As ilustrações são do Zé Lima
Hoje, zangámo-nos durante a brincadeira na rua. Uns queriam jogar à semana, outros às rodas e não havia meio de nos decidirmos. E, quando isso acontece, chamamos Lingrinhas ao Zé Luís, gorducha à Ana, vaidosa à Vera e tudo o mais que nos vem à ideia.
Eu tentei arranjar alguma coisa que
nos entusiasmasse, mas em vão. Ainda por cima, o Fernando tropeçou no Pinotes
que corria atrás do gato da senhora Gertrudes. Ficou com o joelho a sangrar e
está claro, a Vera é que pagou as favas:
- O teu cão devia estar preso! – Gritou
ele, zangado – Se fosse meu não só o prendia como lhe dava com o cabo da
vassoura!
- És mau... – choramingou a Vera – O Pinotes é
um cãozinho meigo...não tem culpa de tropeçares nele...
Como devem calcular foi uma noite
para esquecer. E para agravar a situação a senhora Eulália não veio hoje
sentar-se à porta como de costume. A filha disse-nos que estava adoentada e
deitou-se um pouco mais cedo.
A senhora Eulália é uma velhota
fixe. Tem oitenta anos, mas lembra-se de todas as peripécias que lhe aconteceu
em criança, mesmo dos pormenores mais insignificantes. Quando esgotamos as
nossas brincadeiras preferidas ou estamos de mau-humor, como aconteceu hoje,
ela costuma chamar-nos para ao pé de si e conta-nos uma história. Sentamo-nos
no chão, ao seu redor, e ali ficamos com os olhos presos nos seus lábios
engelhados a ouvir contar histórias de encantar.

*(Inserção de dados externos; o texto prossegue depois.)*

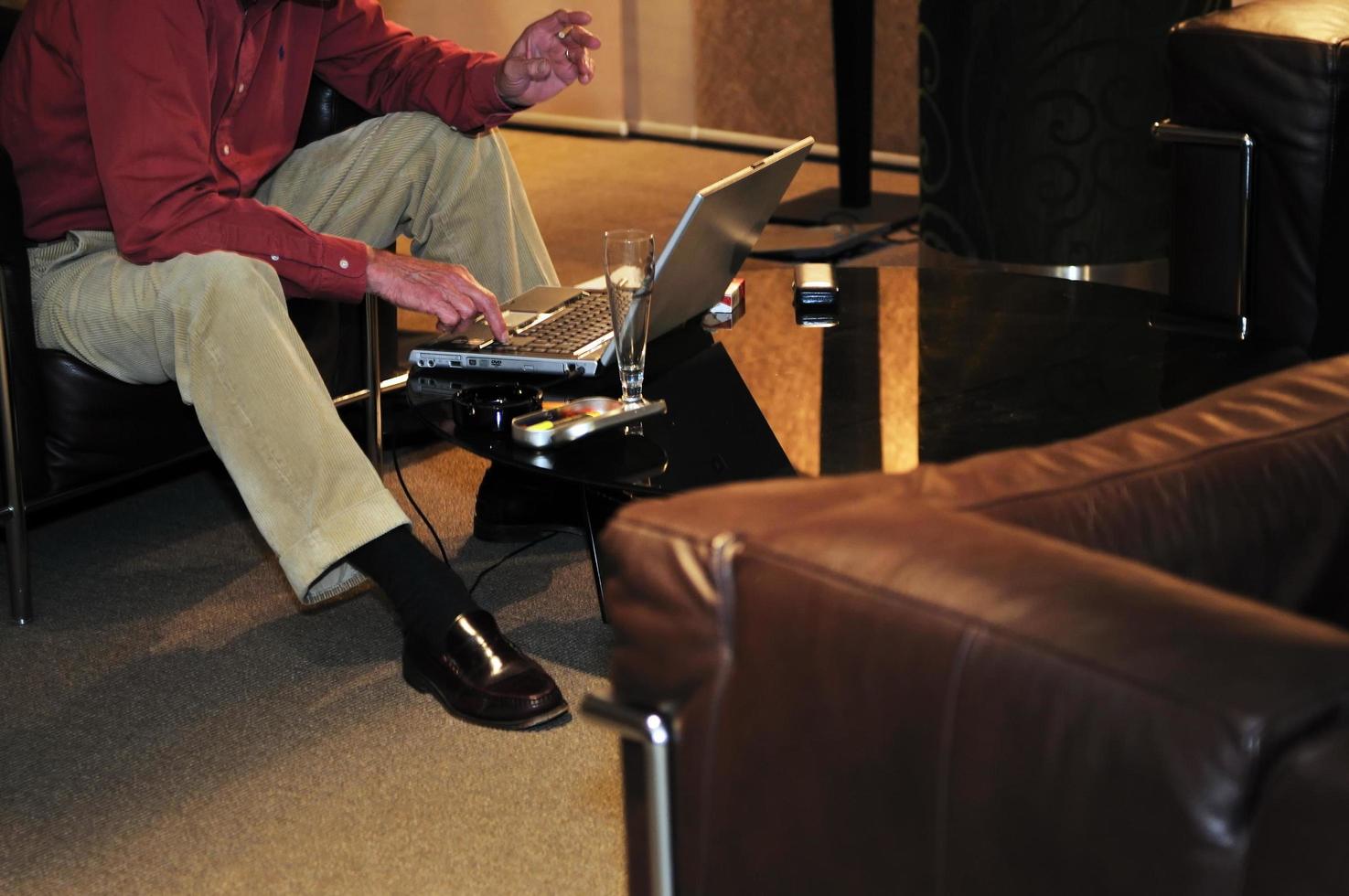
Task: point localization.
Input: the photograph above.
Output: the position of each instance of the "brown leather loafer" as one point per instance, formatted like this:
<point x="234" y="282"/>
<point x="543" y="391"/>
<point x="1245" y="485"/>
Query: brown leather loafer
<point x="482" y="677"/>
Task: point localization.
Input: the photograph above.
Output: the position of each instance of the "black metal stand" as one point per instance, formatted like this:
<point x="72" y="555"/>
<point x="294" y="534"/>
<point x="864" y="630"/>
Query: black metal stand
<point x="838" y="219"/>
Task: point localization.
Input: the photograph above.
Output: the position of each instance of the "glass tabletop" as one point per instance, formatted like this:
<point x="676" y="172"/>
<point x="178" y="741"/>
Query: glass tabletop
<point x="912" y="365"/>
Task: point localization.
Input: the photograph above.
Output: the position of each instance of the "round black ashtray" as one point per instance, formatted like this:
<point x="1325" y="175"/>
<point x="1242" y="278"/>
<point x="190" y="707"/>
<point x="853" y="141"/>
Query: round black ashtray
<point x="490" y="408"/>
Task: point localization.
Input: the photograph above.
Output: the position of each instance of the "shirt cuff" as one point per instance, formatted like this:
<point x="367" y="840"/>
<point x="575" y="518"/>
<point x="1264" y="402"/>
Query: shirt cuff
<point x="483" y="96"/>
<point x="343" y="269"/>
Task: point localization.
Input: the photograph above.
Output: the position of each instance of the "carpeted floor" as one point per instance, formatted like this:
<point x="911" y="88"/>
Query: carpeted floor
<point x="173" y="722"/>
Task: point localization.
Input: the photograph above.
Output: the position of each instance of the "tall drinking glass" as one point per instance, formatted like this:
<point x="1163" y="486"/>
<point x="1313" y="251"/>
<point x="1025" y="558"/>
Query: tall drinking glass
<point x="629" y="270"/>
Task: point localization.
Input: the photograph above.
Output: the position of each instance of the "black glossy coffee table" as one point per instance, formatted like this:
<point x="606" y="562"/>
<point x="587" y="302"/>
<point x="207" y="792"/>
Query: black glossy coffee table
<point x="917" y="365"/>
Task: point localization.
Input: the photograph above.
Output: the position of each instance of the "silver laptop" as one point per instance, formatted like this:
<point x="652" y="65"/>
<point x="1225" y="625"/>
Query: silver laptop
<point x="567" y="329"/>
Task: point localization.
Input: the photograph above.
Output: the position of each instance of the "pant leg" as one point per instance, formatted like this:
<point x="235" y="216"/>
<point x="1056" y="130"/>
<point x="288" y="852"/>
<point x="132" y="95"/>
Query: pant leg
<point x="216" y="324"/>
<point x="409" y="175"/>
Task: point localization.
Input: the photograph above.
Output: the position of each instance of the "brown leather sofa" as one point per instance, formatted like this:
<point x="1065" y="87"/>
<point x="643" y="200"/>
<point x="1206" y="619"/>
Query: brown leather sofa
<point x="69" y="430"/>
<point x="1116" y="664"/>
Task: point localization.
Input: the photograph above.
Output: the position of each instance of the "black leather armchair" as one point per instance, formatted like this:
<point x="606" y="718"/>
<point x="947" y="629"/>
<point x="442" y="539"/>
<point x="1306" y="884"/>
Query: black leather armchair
<point x="69" y="430"/>
<point x="1260" y="121"/>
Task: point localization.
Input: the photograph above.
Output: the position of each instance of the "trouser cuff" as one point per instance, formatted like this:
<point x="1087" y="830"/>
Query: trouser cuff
<point x="315" y="564"/>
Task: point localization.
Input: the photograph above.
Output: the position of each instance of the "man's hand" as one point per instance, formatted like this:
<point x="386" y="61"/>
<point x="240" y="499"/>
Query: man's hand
<point x="448" y="292"/>
<point x="548" y="56"/>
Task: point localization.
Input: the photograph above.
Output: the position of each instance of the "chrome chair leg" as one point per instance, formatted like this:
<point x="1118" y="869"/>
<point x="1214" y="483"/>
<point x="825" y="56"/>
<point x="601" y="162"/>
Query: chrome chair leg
<point x="653" y="733"/>
<point x="374" y="409"/>
<point x="16" y="524"/>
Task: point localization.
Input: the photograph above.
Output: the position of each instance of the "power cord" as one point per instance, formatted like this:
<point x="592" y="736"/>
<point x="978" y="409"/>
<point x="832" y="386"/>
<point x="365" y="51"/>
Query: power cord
<point x="519" y="549"/>
<point x="444" y="555"/>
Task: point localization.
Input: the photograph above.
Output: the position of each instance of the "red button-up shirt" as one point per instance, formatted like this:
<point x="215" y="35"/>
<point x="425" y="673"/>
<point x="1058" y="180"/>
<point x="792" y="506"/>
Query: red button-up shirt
<point x="156" y="119"/>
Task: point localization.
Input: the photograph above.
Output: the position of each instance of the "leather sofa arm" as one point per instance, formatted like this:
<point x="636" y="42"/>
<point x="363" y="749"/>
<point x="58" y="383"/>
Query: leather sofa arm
<point x="1298" y="845"/>
<point x="878" y="695"/>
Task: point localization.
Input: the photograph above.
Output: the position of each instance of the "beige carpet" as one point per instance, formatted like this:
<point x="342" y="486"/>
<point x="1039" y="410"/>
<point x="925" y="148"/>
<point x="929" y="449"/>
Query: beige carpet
<point x="173" y="722"/>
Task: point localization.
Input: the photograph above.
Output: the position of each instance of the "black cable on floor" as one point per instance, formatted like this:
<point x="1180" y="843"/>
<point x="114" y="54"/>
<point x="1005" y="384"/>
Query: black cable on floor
<point x="519" y="549"/>
<point x="398" y="470"/>
<point x="444" y="555"/>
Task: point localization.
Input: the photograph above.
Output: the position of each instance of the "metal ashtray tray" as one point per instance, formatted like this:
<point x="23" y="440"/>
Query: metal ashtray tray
<point x="490" y="408"/>
<point x="576" y="419"/>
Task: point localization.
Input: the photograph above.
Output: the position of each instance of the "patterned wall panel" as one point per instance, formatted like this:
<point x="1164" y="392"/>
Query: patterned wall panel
<point x="766" y="67"/>
<point x="1035" y="119"/>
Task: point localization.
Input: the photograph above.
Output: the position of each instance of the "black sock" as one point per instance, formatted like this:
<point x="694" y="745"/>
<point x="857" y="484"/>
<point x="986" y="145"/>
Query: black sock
<point x="426" y="594"/>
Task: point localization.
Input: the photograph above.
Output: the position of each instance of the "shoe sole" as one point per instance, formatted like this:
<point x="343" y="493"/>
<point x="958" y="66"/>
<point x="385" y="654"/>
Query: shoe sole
<point x="423" y="685"/>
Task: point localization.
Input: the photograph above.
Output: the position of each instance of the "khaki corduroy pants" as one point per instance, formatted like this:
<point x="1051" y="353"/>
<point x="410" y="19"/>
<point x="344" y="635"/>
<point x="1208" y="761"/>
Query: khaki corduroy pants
<point x="216" y="324"/>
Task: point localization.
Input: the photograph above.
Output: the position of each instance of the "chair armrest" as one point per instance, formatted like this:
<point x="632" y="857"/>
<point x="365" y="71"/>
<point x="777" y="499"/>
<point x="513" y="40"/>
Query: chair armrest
<point x="874" y="694"/>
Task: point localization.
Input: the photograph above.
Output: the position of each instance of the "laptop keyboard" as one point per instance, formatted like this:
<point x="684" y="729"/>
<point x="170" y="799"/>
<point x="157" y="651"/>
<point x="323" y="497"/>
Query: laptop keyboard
<point x="575" y="328"/>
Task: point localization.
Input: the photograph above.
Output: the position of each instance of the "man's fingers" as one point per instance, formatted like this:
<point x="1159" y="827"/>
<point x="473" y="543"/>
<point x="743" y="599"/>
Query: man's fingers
<point x="521" y="71"/>
<point x="493" y="315"/>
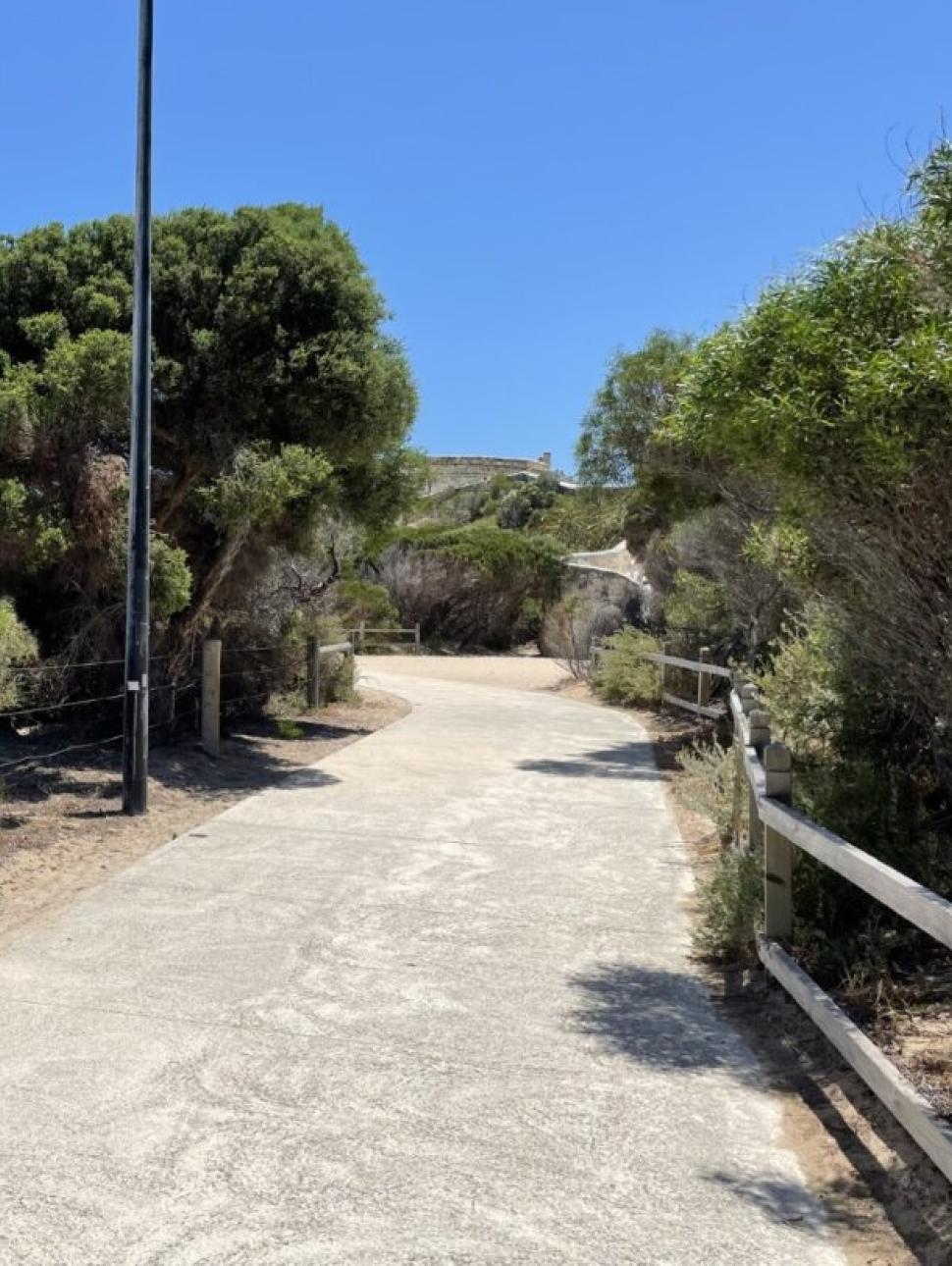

Já por várias vezes a senhora
Eulália esteve às portas da morte. A última vez esteve tão mal, tão mal, que a
família estava convencidíssima que não passaria daquela noite. Mandaram vir o
padre para rezar as últimas orações, meteram de parte a roupa que levaria para
o outro mundo e preveniram o cangalheiro. A filha e o genro foram à loja do
senhor Carlos e compraram umas calças pretas, uma saia preta, dois casacos
pretos e meias pretas para o que desse e viesse.
Mas passou a noite e nada
aconteceu. A família deitou-se pela madrugada. Eles sim, estavam “mortos” de
sono.
No dia seguinte, quando a
filha se levantou e se dirigia à casa de banho, julgou ver um fantasma: a mãe
estava sentada à mesa da cozinha, vestida com a roupa que envergaria se
morresse, lenço atado ao alto da cabeça, direita que nem uma rocha. Disse,
enquanto batia com a bengala no chão:
- Então hoje não se come nesta casa!?
Estou doente mas não estou morta! Venham de lá essas sopas de leite...!
A senhora Eulália é fixe!
O Fernando foi a casa para a
mãe lhe pôr um penso na ferida.
Nós ficámos, sentados no passeio,
queixos sobre os joelhos, sem atinarmos com nada para fazer.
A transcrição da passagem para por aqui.